Jorge Encinas knew covering the Trump administration as part of his internship at NPR would be challenging, but even he admits he might have underestimated the task.
“Right now, it is a busy environment,” said Encinas, a recent master’s graduate from the University of Arizona School of Journalism. “There is always something to look into or track to see if it could become a potential story as things change and new policies are announced.”
Encinas has stayed plenty busy, developing sources and story ideas, after receiving the internship through the Chip Quinn Scholars Program for Diversity in Journalism.

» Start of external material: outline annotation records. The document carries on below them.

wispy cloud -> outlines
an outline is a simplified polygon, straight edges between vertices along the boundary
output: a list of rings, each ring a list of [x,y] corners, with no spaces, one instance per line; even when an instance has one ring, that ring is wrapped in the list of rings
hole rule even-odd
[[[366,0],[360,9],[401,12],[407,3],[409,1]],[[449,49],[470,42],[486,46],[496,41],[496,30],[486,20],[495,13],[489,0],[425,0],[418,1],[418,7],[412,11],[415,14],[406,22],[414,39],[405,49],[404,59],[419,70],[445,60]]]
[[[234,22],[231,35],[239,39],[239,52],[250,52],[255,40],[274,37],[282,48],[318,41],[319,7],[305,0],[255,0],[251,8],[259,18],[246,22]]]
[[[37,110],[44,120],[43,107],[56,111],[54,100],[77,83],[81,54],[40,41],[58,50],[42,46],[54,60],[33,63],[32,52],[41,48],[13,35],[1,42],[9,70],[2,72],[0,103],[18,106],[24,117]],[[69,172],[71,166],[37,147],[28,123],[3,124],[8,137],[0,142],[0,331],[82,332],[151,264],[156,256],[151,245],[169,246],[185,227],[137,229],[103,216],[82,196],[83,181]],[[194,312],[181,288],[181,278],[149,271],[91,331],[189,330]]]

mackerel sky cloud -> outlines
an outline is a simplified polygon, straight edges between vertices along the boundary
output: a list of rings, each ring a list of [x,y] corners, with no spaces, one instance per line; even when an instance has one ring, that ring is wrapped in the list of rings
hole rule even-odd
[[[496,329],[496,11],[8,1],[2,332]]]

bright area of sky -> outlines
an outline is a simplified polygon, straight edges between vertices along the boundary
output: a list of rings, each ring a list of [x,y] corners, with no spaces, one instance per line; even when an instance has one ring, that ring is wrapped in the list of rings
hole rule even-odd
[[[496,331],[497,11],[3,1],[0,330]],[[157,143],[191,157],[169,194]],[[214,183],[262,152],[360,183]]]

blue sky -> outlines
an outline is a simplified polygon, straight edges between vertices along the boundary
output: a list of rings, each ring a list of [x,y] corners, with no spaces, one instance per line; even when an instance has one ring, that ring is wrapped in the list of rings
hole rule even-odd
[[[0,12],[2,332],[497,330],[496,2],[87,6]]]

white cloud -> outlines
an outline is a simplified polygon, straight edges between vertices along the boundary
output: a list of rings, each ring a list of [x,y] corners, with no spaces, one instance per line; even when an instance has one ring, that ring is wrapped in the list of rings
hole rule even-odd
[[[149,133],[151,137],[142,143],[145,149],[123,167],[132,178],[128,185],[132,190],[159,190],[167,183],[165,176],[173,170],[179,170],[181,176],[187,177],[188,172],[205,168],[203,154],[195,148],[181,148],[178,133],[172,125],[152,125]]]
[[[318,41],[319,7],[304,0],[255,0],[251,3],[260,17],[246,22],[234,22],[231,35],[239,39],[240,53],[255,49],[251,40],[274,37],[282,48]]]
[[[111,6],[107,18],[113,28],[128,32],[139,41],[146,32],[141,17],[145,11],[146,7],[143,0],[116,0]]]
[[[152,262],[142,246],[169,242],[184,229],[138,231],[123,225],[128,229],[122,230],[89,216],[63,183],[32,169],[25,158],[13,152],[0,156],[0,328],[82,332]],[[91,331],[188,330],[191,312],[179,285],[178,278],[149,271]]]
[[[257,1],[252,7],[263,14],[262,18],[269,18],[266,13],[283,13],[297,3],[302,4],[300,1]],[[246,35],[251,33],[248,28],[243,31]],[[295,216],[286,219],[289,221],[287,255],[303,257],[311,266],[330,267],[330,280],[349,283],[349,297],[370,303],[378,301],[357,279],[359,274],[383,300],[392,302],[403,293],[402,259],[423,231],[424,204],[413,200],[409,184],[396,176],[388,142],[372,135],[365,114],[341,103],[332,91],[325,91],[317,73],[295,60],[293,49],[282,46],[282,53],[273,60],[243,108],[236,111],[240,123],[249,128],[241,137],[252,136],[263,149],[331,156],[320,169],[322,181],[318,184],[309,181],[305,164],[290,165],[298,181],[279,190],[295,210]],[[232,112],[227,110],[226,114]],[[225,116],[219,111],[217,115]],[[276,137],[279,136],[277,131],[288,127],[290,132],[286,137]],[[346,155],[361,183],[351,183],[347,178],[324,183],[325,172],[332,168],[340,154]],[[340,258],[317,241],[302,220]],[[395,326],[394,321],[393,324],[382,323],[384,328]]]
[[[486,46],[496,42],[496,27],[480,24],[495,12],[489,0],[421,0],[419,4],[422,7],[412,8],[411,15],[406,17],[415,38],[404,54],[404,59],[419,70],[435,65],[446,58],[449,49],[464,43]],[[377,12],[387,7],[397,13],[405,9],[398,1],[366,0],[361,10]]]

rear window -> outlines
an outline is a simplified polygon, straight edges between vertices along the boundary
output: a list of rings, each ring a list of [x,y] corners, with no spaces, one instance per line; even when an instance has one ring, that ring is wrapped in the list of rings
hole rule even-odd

He’s working in Washington, D.C., on National Public Radio’s Code Switch team, which produces stories and podcasts to explore “overlapping themes of race, ethnicity and culture, and how they play out in people’s lives and communities,” according to the website.

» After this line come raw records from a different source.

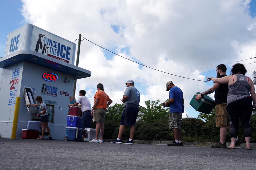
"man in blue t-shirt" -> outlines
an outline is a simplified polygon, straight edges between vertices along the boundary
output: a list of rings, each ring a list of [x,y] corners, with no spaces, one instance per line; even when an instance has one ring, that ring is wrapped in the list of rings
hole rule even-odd
[[[183,93],[181,89],[175,86],[171,81],[166,83],[166,91],[169,90],[169,99],[165,103],[164,106],[170,107],[169,129],[173,129],[175,140],[173,143],[167,145],[182,146],[183,143],[182,142],[181,121],[182,113],[184,112]]]
[[[139,113],[139,103],[141,95],[136,88],[134,87],[134,82],[132,80],[128,80],[126,83],[126,87],[123,94],[122,102],[125,103],[125,109],[121,116],[120,126],[118,137],[115,141],[111,143],[115,144],[121,144],[121,138],[123,133],[125,126],[130,126],[130,138],[125,144],[133,144],[133,138],[135,132],[135,123],[137,116]]]

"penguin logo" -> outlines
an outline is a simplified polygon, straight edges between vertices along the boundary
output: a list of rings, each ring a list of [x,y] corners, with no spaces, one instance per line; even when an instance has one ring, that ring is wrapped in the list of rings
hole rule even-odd
[[[46,50],[49,48],[49,47],[46,47],[46,46],[47,46],[47,45],[45,43],[43,44],[43,51],[42,52],[42,54],[43,54],[44,53],[46,53]]]
[[[42,91],[41,92],[44,93],[46,93],[47,91],[47,88],[45,88],[45,84],[43,84],[43,87],[42,88]]]
[[[36,46],[35,48],[35,50],[36,52],[38,52],[38,50],[39,49],[39,46],[40,46],[40,49],[42,49],[43,48],[43,43],[42,43],[42,41],[41,40],[41,38],[42,38],[44,35],[42,34],[39,34],[38,35],[38,40],[37,40],[37,45]]]

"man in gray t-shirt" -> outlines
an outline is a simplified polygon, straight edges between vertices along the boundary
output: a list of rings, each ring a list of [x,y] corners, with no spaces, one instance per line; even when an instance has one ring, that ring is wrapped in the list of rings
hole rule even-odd
[[[134,87],[134,82],[131,80],[127,81],[125,84],[127,88],[123,94],[122,101],[125,103],[125,109],[121,116],[118,137],[112,143],[121,144],[121,138],[125,131],[125,126],[130,126],[130,138],[125,144],[133,144],[133,138],[135,132],[135,123],[139,113],[139,103],[141,95]]]

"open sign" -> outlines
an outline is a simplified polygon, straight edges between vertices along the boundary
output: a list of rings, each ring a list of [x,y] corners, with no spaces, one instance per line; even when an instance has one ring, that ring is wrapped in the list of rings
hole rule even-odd
[[[43,78],[50,82],[56,81],[58,79],[58,76],[51,73],[45,73],[43,74]]]

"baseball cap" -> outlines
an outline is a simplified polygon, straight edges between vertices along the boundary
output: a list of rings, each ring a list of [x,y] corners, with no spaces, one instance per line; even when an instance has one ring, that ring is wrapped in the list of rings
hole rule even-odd
[[[134,82],[132,80],[127,80],[127,82],[125,84],[127,85],[127,83],[134,83]]]
[[[170,90],[170,89],[168,89],[168,86],[169,86],[169,85],[170,84],[170,83],[172,83],[173,82],[171,81],[170,81],[166,83],[166,91],[169,91]]]

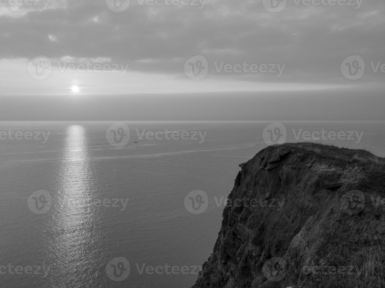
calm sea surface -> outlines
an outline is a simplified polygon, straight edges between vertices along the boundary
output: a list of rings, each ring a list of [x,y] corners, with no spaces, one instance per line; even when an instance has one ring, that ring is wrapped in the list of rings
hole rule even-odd
[[[129,141],[117,147],[106,137],[114,122],[0,122],[0,133],[10,129],[22,138],[0,134],[0,287],[194,284],[212,251],[238,165],[266,147],[262,131],[270,122],[126,123]],[[283,123],[289,141],[323,128],[362,132],[359,140],[320,142],[385,156],[384,122]],[[188,139],[148,134],[166,129],[187,131]],[[40,139],[27,139],[27,131]],[[50,134],[46,141],[34,131]],[[194,131],[207,132],[203,142]],[[49,194],[31,195],[42,190]],[[197,190],[208,205],[194,214],[184,203]]]

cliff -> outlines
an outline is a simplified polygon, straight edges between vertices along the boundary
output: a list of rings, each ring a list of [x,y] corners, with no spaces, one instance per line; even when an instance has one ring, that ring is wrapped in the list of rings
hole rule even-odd
[[[385,161],[309,143],[241,170],[193,288],[385,287]]]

In his second byline, Encinas wrote a story Feb. 2, "There's A Long, Ignominious Trail Of Bans, Registries And Forced Relocation," following Trump's immigration order that caused nationwide protests for temporarily banning entry into the United States for citizens of seven Muslim-majority countries and refugees from around the world.
In his first byline, Encinas co-wrote an inauguration story, “As Trump Is Sworn In, Supporters Debate His Role In Healing Racial Wounds.”

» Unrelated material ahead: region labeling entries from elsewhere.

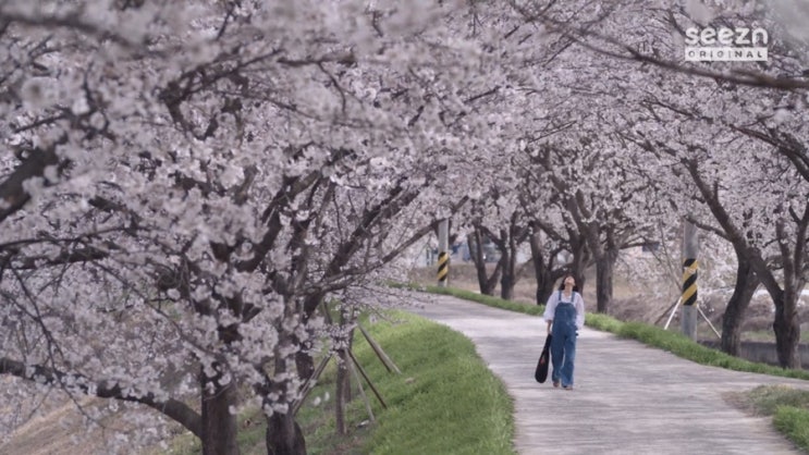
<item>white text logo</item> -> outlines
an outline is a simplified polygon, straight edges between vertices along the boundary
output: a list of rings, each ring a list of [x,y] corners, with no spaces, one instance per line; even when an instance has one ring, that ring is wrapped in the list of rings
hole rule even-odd
[[[763,62],[770,35],[763,28],[697,28],[685,30],[689,62]]]

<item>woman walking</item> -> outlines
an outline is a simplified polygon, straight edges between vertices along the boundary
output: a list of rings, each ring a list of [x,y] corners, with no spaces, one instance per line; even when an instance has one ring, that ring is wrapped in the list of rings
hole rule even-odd
[[[551,335],[551,379],[553,386],[560,383],[573,390],[573,367],[576,360],[576,336],[585,325],[585,300],[578,293],[576,279],[567,274],[562,279],[559,292],[551,294],[543,315]]]

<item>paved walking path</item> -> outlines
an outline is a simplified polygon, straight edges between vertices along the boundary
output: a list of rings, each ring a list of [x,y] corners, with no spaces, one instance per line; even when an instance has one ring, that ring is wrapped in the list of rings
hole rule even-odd
[[[419,297],[421,298],[421,297]],[[534,380],[546,335],[540,317],[449,296],[413,312],[471,339],[515,401],[515,446],[534,454],[798,454],[772,427],[723,399],[761,384],[809,381],[730,371],[585,328],[575,390]],[[550,378],[550,374],[549,374]]]

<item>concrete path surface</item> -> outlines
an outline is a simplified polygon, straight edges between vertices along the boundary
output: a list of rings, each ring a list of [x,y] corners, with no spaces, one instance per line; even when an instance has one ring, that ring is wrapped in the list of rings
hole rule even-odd
[[[412,311],[468,336],[515,402],[515,447],[534,454],[798,454],[772,427],[725,402],[761,384],[809,389],[809,381],[706,367],[585,328],[575,390],[539,384],[546,336],[540,317],[449,296]]]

“There are a lot of statements that need to be fact-checked,” Encinas, 34, said about the administration. “The best thing that can be done is to not ignore or forget the lesser-known programs and people who may fall through the cracks of the bigger issues.”
Encinas roamed the National Mall during the inauguration. He said his reporting backed up aerial photos that showed the crowd appeared less than the 2009 Obama inauguration, but Trump officials said the media misrepresented the size.
“We can’t quote any numbers, but we can describe how the crowd looked,” Encinas said. “I was able to walk around freely without bumping into anyone. In some parts I could have even waved my arms around, there was so much space available between people. I was standing where the Mall meets the Capitol, so not that far back.”
Encinas, 34, is an Army veteran who served two tours in Northern Iraq. As a UA senior, he received the 2015 SBS Perserverance Award from the College of Social & Behavioral Sciences.
“Jorge added so much to my journalism ethics class with his thoughtful comments and insightful papers,” said UA Journalism Associate Professor Linda Lumsden, who nominated Encinas for the honor. “He’s very smart, diligent and modest.”
Encinas completed the School of Journalism’s Accelerated Master’s Program in December. His master’s project was titled, “Confiscated and Missing: A flawed process fails to return migrants’ possessions.”
“Ultimately, my goal is to get a job in print journalism doing international reporting or science writing,” he said. “I believe both provide a continuing opportunity to serve the public and protect freedom.”
His internship at NPR runs until April 21.
Encinas said he hasn’t had a chance to do much sight-seeing yet, but his apartment is near the Library of Congress. He’s eager to explore museums and the diverse food offerings in the D.C. area.
“For the most part, everyone here has been pretty friendly and helpful,” he said.